Tegocassis

Scientific classification
- Kingdom: Animalia
- Phylum: Arthropoda
- Clade: Pancrustacea
- Class: Insecta
- Order: Coleoptera
- Suborder: Polyphaga
- Infraorder: Cucujiformia
- Family: Chrysomelidae
- Subfamily: Cassidinae
- Tribe: Cassidini
- Genus: Tegocassis Spaeth, 1924
- Species: T. corpulenta
- Binomial name: Tegocassis corpulenta (Weise, 1904)
- Synonyms: Cassida corpulenta Weise, 1904

= Tegocassis =

- Genus: Tegocassis
- Species: corpulenta
- Authority: (Weise, 1904)
- Synonyms: Cassida corpulenta Weise, 1904
- Parent authority: Spaeth, 1924

Genus of beetle

Tegocassis is a genus of beetles that belongs to the family of leaf beetles (Chrysomelidae), containing a single species, T. corpulenta.

== Appearance==

A medium-sized, broadly oval, glossy, yellow-brown (at least in dead specimens) Cassidinae. Seen from the side, the body is conical. The antennae are filamentous and medium length. The body is actually quite normally proportioned, with the pronotum and the wings being slightly extended to the sides so that they completely cover the upper side, both the head and legs are hidden under this shield. When grown, the body shape becomes broadly oval. The pronotum is rounded, the wings slightly protruding. The edges of the pronotum and the cover wings form an almost continuous curve. The top is very finely punctured.

== Life cycle ==

Both the larvae and the adult (imago) beetles live by eating leaves on nearby plants.
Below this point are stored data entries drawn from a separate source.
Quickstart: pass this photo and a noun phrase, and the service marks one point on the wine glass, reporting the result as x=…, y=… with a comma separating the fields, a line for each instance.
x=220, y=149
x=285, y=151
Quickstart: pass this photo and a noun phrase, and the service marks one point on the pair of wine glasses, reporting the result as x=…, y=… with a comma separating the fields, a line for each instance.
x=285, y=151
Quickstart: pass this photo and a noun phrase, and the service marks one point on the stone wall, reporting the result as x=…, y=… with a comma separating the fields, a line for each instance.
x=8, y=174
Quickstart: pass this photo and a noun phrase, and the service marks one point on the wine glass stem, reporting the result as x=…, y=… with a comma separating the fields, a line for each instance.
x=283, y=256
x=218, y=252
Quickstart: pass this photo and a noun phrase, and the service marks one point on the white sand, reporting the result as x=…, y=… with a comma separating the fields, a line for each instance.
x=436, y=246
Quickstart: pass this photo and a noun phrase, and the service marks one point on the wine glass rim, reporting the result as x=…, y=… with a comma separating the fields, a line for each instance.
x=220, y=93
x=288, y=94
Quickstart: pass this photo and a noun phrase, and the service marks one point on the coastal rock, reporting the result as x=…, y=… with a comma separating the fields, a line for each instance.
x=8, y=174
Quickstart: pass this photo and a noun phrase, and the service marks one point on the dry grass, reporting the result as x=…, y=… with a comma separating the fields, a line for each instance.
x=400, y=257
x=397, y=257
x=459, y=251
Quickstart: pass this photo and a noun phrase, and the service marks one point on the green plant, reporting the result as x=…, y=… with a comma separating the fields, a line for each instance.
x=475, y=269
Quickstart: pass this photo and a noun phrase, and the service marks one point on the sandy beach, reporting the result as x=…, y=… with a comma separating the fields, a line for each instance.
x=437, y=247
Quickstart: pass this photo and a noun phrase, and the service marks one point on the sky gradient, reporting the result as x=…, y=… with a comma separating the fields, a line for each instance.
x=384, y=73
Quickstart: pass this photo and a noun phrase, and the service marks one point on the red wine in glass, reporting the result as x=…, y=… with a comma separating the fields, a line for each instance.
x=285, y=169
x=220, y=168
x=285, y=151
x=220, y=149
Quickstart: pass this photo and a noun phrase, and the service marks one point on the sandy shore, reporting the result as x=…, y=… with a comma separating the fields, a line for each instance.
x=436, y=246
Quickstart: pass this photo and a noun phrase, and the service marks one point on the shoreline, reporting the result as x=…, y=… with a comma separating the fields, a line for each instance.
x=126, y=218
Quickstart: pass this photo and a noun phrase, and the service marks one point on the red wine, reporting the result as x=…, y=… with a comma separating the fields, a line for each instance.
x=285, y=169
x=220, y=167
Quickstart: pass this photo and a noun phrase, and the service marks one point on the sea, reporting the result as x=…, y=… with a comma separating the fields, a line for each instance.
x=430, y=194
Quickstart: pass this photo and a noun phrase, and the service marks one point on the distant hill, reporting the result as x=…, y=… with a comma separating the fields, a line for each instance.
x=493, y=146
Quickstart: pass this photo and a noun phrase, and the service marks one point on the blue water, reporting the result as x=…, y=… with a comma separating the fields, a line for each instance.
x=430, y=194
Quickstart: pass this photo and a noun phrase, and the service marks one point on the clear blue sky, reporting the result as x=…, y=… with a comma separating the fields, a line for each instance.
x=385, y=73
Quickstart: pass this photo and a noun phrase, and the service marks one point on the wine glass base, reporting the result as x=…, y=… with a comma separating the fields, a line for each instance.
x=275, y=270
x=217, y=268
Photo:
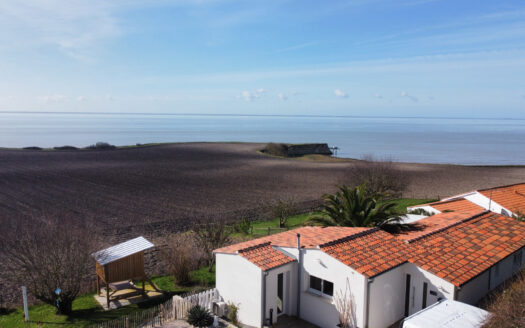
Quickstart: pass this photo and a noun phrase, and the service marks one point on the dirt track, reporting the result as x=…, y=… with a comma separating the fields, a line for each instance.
x=181, y=182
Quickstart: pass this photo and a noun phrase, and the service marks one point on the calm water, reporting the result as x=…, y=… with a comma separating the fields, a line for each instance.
x=462, y=141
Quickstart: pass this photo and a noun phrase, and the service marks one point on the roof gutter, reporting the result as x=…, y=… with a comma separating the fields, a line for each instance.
x=299, y=275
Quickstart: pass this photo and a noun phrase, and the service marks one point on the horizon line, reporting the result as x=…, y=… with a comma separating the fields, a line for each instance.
x=259, y=115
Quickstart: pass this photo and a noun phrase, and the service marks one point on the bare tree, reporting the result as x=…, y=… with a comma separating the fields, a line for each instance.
x=383, y=178
x=283, y=209
x=53, y=254
x=344, y=303
x=181, y=255
x=210, y=236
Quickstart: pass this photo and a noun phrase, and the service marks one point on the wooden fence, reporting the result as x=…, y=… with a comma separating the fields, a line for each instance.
x=152, y=317
x=175, y=308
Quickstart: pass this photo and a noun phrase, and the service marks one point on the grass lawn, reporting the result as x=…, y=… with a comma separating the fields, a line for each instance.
x=260, y=228
x=87, y=312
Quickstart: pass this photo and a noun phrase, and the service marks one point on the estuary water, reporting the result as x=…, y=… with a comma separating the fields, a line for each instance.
x=424, y=140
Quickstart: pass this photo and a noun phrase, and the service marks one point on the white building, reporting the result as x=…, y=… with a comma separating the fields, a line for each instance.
x=507, y=200
x=301, y=272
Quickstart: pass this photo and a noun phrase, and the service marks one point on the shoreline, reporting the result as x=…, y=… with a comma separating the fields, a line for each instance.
x=306, y=158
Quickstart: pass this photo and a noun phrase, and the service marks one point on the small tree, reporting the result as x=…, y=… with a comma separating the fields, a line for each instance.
x=210, y=236
x=53, y=254
x=283, y=209
x=382, y=177
x=344, y=304
x=199, y=317
x=180, y=255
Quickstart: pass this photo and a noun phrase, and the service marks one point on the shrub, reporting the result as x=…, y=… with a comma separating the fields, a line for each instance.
x=276, y=149
x=101, y=146
x=383, y=178
x=233, y=314
x=421, y=211
x=199, y=317
x=245, y=226
x=65, y=148
x=181, y=256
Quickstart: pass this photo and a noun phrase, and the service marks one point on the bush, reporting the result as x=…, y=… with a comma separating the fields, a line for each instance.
x=65, y=148
x=101, y=146
x=181, y=256
x=245, y=226
x=233, y=314
x=199, y=317
x=383, y=178
x=276, y=149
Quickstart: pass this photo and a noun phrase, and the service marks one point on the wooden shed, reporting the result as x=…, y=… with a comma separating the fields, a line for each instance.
x=120, y=264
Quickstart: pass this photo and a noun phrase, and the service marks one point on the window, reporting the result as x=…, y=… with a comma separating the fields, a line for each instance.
x=516, y=261
x=321, y=287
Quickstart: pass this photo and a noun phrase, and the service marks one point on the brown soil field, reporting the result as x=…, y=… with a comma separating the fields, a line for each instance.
x=178, y=183
x=146, y=190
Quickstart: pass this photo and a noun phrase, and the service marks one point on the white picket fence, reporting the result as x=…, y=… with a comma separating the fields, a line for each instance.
x=204, y=299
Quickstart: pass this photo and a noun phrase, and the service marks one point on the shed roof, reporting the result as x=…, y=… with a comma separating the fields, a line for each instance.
x=122, y=250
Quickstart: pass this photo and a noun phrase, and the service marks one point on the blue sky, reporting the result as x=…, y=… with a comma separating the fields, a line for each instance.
x=354, y=57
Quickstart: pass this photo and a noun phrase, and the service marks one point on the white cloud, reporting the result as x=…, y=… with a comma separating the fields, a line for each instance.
x=52, y=98
x=404, y=94
x=340, y=93
x=251, y=96
x=282, y=96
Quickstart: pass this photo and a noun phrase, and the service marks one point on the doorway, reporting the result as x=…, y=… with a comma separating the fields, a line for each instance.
x=280, y=293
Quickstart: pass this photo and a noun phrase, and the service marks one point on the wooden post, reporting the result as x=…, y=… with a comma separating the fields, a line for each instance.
x=98, y=285
x=107, y=294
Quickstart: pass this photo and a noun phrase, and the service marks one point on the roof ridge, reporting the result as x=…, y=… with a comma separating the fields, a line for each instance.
x=349, y=237
x=448, y=227
x=251, y=248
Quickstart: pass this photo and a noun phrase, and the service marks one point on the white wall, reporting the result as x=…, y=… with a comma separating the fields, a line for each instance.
x=388, y=290
x=290, y=289
x=474, y=290
x=483, y=201
x=320, y=310
x=240, y=282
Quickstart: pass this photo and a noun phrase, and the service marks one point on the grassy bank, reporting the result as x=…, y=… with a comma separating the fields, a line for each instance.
x=87, y=312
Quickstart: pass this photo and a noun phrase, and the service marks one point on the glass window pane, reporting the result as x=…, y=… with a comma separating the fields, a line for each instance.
x=328, y=288
x=315, y=283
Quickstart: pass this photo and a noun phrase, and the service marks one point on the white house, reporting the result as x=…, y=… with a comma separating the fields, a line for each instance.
x=507, y=200
x=301, y=272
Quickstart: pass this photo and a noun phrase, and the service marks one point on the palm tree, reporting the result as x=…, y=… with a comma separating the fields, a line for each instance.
x=354, y=208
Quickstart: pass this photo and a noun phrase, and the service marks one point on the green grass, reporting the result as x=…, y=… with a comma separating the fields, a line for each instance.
x=86, y=311
x=260, y=228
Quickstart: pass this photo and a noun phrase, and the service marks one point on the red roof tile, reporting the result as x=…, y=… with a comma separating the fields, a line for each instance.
x=369, y=253
x=311, y=237
x=467, y=249
x=436, y=223
x=511, y=197
x=453, y=205
x=265, y=256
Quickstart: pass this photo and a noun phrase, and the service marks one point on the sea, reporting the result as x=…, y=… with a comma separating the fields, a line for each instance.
x=406, y=139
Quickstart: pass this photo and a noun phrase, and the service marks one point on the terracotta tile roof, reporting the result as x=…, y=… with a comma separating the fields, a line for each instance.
x=311, y=237
x=464, y=251
x=460, y=204
x=370, y=253
x=436, y=223
x=457, y=205
x=265, y=256
x=511, y=197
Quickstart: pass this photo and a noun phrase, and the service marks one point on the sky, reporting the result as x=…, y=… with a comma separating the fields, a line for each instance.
x=425, y=58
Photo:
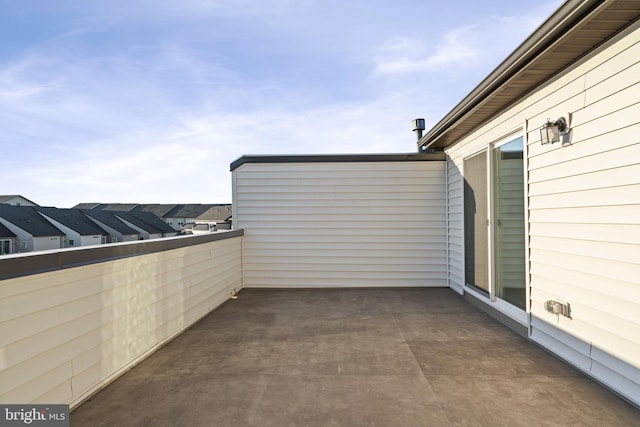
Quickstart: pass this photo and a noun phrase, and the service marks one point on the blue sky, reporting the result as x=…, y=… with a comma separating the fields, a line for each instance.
x=150, y=101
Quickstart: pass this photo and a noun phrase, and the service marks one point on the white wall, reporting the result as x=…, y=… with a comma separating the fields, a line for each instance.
x=66, y=333
x=21, y=236
x=43, y=243
x=583, y=211
x=342, y=224
x=70, y=234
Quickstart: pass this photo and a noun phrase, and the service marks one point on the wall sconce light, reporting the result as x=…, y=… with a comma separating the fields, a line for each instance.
x=551, y=132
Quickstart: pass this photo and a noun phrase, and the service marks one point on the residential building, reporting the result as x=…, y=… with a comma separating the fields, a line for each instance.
x=118, y=230
x=79, y=230
x=543, y=233
x=147, y=224
x=544, y=237
x=16, y=200
x=33, y=232
x=7, y=240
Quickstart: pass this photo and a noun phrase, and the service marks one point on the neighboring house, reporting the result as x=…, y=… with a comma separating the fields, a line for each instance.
x=86, y=206
x=79, y=230
x=16, y=200
x=175, y=215
x=185, y=214
x=33, y=232
x=159, y=210
x=7, y=240
x=546, y=237
x=117, y=206
x=146, y=224
x=216, y=217
x=118, y=230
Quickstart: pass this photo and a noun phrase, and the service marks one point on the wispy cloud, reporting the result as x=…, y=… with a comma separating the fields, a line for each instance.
x=411, y=55
x=465, y=46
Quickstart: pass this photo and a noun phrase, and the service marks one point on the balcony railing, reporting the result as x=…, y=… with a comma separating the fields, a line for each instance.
x=73, y=320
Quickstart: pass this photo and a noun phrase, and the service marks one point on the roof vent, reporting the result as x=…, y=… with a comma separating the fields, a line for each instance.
x=418, y=127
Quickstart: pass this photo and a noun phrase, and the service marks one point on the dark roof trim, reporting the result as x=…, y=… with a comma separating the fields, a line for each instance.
x=547, y=37
x=36, y=263
x=338, y=158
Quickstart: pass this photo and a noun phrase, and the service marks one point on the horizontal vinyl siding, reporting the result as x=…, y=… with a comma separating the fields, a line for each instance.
x=584, y=210
x=66, y=333
x=342, y=224
x=584, y=202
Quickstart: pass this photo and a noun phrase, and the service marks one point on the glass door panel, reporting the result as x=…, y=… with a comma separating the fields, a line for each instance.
x=509, y=221
x=476, y=236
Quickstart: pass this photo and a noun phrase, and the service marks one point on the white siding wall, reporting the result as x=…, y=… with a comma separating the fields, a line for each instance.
x=584, y=211
x=64, y=334
x=47, y=242
x=342, y=224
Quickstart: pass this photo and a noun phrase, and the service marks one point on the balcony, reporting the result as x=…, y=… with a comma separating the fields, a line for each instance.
x=366, y=319
x=389, y=357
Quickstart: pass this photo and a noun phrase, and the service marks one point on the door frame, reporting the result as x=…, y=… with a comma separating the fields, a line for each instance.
x=513, y=312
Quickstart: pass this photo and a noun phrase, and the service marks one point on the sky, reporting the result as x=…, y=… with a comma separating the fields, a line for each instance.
x=146, y=101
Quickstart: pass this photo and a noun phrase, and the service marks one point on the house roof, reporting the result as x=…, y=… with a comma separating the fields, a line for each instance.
x=86, y=206
x=574, y=30
x=109, y=219
x=28, y=219
x=5, y=232
x=4, y=198
x=121, y=207
x=216, y=213
x=72, y=218
x=191, y=210
x=145, y=220
x=158, y=209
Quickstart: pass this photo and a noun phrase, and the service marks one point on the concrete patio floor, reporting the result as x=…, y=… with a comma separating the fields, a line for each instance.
x=352, y=357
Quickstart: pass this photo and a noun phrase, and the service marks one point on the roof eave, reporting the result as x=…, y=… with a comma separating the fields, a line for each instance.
x=548, y=35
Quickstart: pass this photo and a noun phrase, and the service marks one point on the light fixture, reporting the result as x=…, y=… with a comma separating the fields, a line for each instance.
x=551, y=132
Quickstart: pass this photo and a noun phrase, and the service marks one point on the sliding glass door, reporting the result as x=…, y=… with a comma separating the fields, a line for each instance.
x=509, y=225
x=494, y=223
x=476, y=236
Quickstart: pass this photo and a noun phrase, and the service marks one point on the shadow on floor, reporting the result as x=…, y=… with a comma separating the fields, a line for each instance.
x=352, y=357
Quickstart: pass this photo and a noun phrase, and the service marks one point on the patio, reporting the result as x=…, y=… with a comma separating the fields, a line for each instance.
x=375, y=356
The adult (imago) sits close to the plant and the large flat neck shield and cover wings make the beetle very difficult to detect and it is difficult for predators to reach the vulnerable underside. The larvae tend to hide under a roof of old feces and plant remains that are attached to the forward bent hindquarters.

== Coverage ==

The species is very common in Cameroon, Tanzania and Madagascar.

== Literature ==
- Borowiec, L. 1999. A world catalogue of the Cassidinae (Coleoptera: Chrysomelidae). Biologica Silesiae, Wroclaw.